Cinema

I Fratelli Menendez, la recensione: dal processo mediatico alla rivalutazione pubblica – Badtaste


Un classico lungometraggio documentario crime distribuito su Netflix con il cursore che va avanti e indietro nel tempo durante il corso dei suoi 116 minuti e le canoniche telefonate dal carcere dei protagonisti. Si intitola I fratelli Menendez e racconta nuovamente, in forma non fiction, l'omicidio perpetrato dai due ai danni dei genitori José e Mary Louise Menendez, recentemente rievocato in forma fiction da Ryan Murphy e Ian Brennan In MOSTRI: La storia di Lyle ed Erik Menendez.

Da Magic Mike – L'ultimo ballo UN Re Tigre (entrambi del 2020) siamo ormai molto abituati sia ai continui viaggi temporali tra passato e presente dentro un doc (con lo scorrimento a destra e sinistra sulla barra inferiore orizzontale), sia alle cosiddette “chiamata a carico del destinatario” in cui chi chiama dal carcere è solitamente lì detenuto. Non fanno eccezione Erik e Lyle Menendez che dopo 30 anni tornano a parlare dell'omicidio dei genitori compiuto il 20 agosto 1989 (nulla di eclatante nelle loro nuove dichiarazioni), per cui scontano ancora la pena in galera.

È un buon documentario. Soprattutto Hartmann è stato bravo a far sentire il cambiamento di giudizio da parte dell'opinione pubblica americana, e non solo, dagli anni '90 in cui i due furono arrestati e si fece il processo (conclusosi nel 1996 dopo un secondo dibattimento) ai giorni nostri in cui tanti tiktoker si sono schierati a favore di Erik e Lyle per un ridimensionamento della pena. Al centro l'enigma che tutti conoscono dopo la serie tv: Erik e Lyle subirono entrambi violenze sessuali dal padre José dalla tenera infanzia fino ai giorni precedenti l'omicidio oppure quel tema fu una trovata del loro avvocato Leslie Abramson (si è rifiutata di partecipare al doc di Hartmann) per trattenere la giuria?

Gli showrunner Murphy e Brennan sono ambigui nella serie utilizzando vari punti di vista riguardo l'argomento. Qui nel doc le testimonianze durante il primo processo (fu trasmessa in diretta su Corte Tv) dei cugini Andy Cano e soprattutto Diana Vander Molène sono enfatizzate al punto giusto per far capire le intenzioni degli autori. Sono convinto che quel terribile omicidio nascondesse un movente non legato all'eredità, quanto piuttosto a quegli abusi che Lyle ed Erik decisero di vendicare in modo così orribile e raccapricciante in un'ottica di “legittima difesa imperfetta”. Cioè avevano paura che i genitori, per paura che diffondessero lo scandalo, li avrebbero fatti fatti fuori.
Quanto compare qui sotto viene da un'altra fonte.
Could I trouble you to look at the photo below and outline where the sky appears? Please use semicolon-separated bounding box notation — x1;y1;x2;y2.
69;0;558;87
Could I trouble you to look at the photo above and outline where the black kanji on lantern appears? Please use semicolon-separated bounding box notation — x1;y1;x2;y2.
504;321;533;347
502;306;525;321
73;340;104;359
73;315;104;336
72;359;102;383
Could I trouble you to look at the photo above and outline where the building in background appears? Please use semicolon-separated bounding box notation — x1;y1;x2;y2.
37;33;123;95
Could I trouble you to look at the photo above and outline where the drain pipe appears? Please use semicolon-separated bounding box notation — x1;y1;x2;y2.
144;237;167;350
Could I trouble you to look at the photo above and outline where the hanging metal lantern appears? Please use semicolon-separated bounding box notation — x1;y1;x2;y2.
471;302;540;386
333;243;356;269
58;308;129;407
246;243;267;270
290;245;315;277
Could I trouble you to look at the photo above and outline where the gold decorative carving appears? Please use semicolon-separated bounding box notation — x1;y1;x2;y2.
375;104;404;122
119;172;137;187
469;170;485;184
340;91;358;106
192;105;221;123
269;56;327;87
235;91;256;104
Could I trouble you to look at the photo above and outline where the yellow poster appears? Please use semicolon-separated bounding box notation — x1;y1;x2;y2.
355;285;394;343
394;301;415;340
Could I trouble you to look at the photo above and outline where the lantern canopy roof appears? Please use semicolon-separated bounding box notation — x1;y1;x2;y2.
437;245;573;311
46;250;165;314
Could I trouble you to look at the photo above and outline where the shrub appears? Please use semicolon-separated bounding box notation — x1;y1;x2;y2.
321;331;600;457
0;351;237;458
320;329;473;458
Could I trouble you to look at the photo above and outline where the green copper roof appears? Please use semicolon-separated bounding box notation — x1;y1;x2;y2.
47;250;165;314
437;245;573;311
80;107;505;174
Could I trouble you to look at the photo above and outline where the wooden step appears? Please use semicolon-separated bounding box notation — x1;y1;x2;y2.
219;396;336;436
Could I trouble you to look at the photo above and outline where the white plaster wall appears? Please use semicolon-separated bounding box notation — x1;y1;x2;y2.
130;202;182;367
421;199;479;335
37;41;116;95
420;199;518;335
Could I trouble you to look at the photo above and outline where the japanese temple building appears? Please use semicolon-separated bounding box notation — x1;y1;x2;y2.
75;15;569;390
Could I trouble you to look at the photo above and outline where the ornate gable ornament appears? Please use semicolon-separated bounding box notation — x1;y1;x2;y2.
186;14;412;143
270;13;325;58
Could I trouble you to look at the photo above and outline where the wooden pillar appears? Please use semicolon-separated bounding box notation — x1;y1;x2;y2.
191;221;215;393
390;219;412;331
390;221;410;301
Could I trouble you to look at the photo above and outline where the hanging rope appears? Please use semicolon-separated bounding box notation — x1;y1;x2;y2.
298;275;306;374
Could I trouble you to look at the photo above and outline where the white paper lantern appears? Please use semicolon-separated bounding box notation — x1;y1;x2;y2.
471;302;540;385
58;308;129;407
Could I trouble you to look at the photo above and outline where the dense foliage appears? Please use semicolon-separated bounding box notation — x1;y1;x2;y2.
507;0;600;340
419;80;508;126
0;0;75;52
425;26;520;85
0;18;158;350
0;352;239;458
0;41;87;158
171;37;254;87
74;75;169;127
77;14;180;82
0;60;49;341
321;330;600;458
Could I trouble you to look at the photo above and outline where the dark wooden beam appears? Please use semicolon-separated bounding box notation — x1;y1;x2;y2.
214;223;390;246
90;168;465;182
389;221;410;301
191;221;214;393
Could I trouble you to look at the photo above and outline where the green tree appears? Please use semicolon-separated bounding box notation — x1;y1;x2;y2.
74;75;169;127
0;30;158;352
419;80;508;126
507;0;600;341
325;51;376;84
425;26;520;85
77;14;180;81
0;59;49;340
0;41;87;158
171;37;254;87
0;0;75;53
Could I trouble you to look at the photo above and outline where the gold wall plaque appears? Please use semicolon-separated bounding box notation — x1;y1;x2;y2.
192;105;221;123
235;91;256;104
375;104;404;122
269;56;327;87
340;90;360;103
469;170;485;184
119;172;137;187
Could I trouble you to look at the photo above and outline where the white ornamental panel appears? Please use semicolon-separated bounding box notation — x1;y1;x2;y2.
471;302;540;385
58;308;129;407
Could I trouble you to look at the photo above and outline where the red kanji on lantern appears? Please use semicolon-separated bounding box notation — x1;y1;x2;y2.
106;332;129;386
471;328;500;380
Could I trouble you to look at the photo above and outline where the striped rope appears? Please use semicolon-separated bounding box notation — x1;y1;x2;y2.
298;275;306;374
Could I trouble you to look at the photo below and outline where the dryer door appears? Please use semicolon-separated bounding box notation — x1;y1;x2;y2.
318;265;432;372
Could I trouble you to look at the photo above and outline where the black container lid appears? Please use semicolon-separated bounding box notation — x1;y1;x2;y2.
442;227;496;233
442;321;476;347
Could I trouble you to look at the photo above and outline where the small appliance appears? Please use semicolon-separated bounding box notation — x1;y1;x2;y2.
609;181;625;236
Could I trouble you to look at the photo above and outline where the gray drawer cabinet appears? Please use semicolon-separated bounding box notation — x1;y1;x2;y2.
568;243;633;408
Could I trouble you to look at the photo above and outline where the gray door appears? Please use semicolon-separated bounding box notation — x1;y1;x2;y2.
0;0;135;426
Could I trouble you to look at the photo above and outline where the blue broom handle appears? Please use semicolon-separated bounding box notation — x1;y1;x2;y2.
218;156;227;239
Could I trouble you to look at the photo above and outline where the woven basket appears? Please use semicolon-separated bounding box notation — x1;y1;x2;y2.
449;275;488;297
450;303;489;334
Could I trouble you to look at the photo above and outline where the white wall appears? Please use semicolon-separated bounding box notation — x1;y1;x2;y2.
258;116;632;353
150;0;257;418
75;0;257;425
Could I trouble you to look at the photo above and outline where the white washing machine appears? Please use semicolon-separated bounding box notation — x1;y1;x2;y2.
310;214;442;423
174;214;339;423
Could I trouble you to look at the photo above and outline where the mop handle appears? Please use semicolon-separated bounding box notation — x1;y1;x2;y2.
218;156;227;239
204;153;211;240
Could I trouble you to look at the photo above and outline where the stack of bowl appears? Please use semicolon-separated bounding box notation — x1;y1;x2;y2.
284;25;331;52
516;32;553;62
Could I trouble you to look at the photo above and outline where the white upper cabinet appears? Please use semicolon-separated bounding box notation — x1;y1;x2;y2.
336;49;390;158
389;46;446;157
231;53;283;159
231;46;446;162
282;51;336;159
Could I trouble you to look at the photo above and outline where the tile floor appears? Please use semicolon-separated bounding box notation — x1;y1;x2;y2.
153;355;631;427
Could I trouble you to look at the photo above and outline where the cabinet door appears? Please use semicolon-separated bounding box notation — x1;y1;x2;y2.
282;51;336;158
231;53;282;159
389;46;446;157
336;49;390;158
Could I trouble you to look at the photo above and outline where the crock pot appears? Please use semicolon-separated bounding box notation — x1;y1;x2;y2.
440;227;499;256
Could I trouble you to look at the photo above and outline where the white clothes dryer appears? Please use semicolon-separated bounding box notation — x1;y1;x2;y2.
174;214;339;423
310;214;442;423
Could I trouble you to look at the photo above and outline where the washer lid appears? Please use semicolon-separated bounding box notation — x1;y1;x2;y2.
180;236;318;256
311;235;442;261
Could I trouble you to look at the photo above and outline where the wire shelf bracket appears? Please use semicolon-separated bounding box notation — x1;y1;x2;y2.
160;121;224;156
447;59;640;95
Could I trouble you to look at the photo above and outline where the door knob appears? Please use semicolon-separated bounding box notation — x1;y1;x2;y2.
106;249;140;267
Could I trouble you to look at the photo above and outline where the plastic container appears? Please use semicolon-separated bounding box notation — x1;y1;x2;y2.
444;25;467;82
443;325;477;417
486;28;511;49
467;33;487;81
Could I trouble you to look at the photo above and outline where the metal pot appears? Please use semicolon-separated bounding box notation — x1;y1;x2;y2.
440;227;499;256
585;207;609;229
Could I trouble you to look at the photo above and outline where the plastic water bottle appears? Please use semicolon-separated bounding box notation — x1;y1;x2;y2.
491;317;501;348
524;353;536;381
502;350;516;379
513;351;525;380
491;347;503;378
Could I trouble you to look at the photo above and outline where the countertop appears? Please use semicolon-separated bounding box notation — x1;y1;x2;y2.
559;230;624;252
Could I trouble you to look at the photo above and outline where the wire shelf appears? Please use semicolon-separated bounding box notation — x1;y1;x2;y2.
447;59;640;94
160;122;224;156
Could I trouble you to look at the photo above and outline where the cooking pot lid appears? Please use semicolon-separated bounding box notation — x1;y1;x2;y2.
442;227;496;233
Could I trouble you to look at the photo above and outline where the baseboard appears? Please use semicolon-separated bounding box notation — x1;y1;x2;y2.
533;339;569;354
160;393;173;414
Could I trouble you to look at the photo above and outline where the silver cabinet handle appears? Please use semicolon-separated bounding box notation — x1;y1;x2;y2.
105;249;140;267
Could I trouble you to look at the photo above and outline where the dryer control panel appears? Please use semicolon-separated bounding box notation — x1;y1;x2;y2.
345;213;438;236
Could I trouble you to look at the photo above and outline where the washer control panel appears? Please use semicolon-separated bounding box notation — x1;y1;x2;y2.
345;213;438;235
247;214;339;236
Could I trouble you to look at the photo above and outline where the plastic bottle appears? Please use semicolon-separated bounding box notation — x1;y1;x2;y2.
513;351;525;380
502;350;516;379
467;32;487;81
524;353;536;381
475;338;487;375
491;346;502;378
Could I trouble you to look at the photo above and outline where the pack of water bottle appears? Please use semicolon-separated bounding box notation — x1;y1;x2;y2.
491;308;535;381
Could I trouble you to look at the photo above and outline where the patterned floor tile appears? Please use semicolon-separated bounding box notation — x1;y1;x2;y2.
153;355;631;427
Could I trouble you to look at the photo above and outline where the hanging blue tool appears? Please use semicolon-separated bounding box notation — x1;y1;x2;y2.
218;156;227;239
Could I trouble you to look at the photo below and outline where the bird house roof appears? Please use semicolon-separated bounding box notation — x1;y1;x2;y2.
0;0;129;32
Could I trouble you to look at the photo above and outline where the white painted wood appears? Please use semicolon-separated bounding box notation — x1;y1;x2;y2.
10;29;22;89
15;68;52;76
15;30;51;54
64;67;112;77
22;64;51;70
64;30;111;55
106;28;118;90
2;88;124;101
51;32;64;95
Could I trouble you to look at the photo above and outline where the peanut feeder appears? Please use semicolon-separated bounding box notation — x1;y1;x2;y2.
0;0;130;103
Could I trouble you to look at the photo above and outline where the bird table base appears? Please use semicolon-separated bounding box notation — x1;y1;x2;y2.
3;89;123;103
Dov'è la verità? Quella processuale la conosciamo già. Ribadiamo, al di là della maggiore chiarezza del punto dei vista dei realizzatori, qual è la qualità principale di questo documentario: spiega molto bene come Erik e Lyle vengono rivalutati dagli USA con il tempo. Il giudizio sui Fratelli Menendez, motteggiati inizialmente nello storico sketch del Sabato sera in direttasarebbe cambiato nella percezione del popolo americano dal 1990 a oggi anche grazie agli interventi di opinionisti come Oprah Winfrey.